We do not consume knowledge; we produce and nurture it
From the dawn of feminism to Sandra Harding, Donna Haraway, Betty Friedan, and on to Chimamanda Ngozi and Nawal El Saadawi, feminists around the world have affirmed that knowledge is not neutral and is not produced in a vacuum; rather, it is situated and tied to social and gendered realities, meaning it reflects relations of power and domination that determine who has the right to act and who is pushed to the margins. This approach overturned the traditional foundations of knowledge production: the masculine academic voice is no longer the sole reference, and women’s daily experiences, their bodies, and their collective memory have also become legitimate sources of knowledge.
The Tunisian Association of Democratic Women has embodied—and continues to embody—this approach in tangible ways. It did not confine itself to defending women’s rights at the level of political discourse and legal frameworks; instead, it transformed the testimonies of women survivors of violence into “real and feminist knowledge” that starts from the body, memory, and everyday experience, toward rearticulating concepts of justice, freedom, and dignity. Thus, the reception center for women survivors of violence continues to reshape stories of pain and suffering into tools of social analysis within our feminist discourse, exposing structural violence and its persistence—sometimes under the patronage of state institutions.
This epistemic legacy, which represents a cumulative documentation of the association’s history and the feminist movement in Tunisia, is also part of a global feminist epistemic project that seeks to produce alternative knowledge resisting forms and structures of domination, and a feminist collective memory that refuses to legitimize the authority of the patriarchal model that monopolizes truth and diminishes the experiences of all those on the margins.
The reception center as an epistemic space for re-producing meaning
The reception center transforms women’s stories into critical texts that reveal the reality of social and political structures that reproduce violence—texts through which we shape our feminist discourse to demand justice and dignity, and indicators that expose institutional complicity in the continuation of discrimination.
This trajectory—from personal experience to collective knowledge—is the essence of our feminist thought. Through it, we hope to recycle pain and transform it into a political act capable of questioning power from a feminist perspective that resists patriarchy and all forms of imperialism.
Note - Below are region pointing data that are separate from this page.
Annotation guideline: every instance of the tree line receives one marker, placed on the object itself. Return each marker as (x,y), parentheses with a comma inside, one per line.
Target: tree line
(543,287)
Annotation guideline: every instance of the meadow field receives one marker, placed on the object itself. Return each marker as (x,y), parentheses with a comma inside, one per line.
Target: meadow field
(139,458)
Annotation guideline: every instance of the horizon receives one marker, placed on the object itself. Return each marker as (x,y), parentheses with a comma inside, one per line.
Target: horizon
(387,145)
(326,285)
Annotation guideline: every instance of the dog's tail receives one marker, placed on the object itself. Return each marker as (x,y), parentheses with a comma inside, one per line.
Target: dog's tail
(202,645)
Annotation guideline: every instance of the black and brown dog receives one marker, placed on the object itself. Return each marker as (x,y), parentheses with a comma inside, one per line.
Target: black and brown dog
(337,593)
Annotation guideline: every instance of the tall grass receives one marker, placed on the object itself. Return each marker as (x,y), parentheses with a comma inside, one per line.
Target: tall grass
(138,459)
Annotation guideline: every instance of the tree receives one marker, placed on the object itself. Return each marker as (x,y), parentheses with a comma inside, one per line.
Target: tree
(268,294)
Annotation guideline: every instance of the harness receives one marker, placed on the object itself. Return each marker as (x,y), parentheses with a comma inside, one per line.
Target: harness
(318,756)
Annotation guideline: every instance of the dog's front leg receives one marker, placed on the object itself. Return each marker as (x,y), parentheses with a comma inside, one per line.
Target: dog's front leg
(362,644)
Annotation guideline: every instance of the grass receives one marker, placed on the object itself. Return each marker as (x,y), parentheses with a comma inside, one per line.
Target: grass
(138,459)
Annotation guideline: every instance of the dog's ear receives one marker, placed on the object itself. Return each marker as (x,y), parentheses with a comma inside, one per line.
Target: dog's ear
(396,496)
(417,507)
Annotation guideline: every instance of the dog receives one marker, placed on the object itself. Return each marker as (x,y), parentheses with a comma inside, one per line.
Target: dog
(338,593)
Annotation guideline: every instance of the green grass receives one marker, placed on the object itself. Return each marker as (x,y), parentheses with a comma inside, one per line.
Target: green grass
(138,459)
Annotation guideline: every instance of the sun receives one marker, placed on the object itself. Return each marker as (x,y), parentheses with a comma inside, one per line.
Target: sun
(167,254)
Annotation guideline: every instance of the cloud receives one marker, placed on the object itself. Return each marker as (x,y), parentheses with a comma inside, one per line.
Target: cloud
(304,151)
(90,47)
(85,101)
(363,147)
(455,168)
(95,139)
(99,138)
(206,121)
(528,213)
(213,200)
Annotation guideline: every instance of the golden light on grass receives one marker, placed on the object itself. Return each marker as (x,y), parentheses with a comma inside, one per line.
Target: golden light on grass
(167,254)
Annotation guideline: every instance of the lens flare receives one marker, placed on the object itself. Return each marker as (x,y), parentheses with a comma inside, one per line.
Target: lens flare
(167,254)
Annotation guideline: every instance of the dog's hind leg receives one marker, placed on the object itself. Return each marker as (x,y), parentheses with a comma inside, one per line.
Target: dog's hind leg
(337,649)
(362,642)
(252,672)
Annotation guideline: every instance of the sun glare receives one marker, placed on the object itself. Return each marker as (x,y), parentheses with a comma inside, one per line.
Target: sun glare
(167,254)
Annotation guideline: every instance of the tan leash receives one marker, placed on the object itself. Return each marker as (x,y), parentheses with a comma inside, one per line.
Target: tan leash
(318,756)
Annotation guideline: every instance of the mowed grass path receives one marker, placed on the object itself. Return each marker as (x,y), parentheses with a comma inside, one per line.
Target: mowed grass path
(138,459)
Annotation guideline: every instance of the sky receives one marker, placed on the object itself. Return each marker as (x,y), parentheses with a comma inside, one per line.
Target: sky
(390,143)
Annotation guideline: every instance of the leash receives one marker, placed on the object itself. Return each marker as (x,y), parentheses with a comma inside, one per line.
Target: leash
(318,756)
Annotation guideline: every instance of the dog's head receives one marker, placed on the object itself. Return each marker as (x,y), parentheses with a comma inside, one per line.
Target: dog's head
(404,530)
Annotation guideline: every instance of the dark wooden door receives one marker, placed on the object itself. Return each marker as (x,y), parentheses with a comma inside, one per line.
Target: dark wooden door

What is happening in Tunisia today cannot be isolated from the broader context of the Global South, where feminist movements in Africa, Latin America, and Asia face similar repression, reflecting the severity of power dynamics in their efforts to restrict civic space and subjugate all forces of resistance and all alternatives and liberation projects.
The Tunisian experience, with its legacy of feminist struggle, inevitably intersects with other experiences in the Global South, through which women write their collective narratives and present alternative maps of time and political reality, challenging erasure and reshaping the act of resistance beyond all forms of intellectual and colonial domination. What threatens us in Tunisia is not merely the closure of an association or the suspension of civil society organizations’ activities; it is a broader and more comprehensive struggle over hegemony: the struggle of women in the Global South for the right to rebuild the foundations of justice and freedom, in defiance of renewed patterns of domination that seek to erase resistant alternative knowledge as a tool for radical change.
The experience of closing the association placed us before the challenge of remaining steadfast to what we were formed upon, and tested us—in ourselves and in our faith in what unites us—even if paths differ and all turn against us: we return, steadfast against all reactionary forces.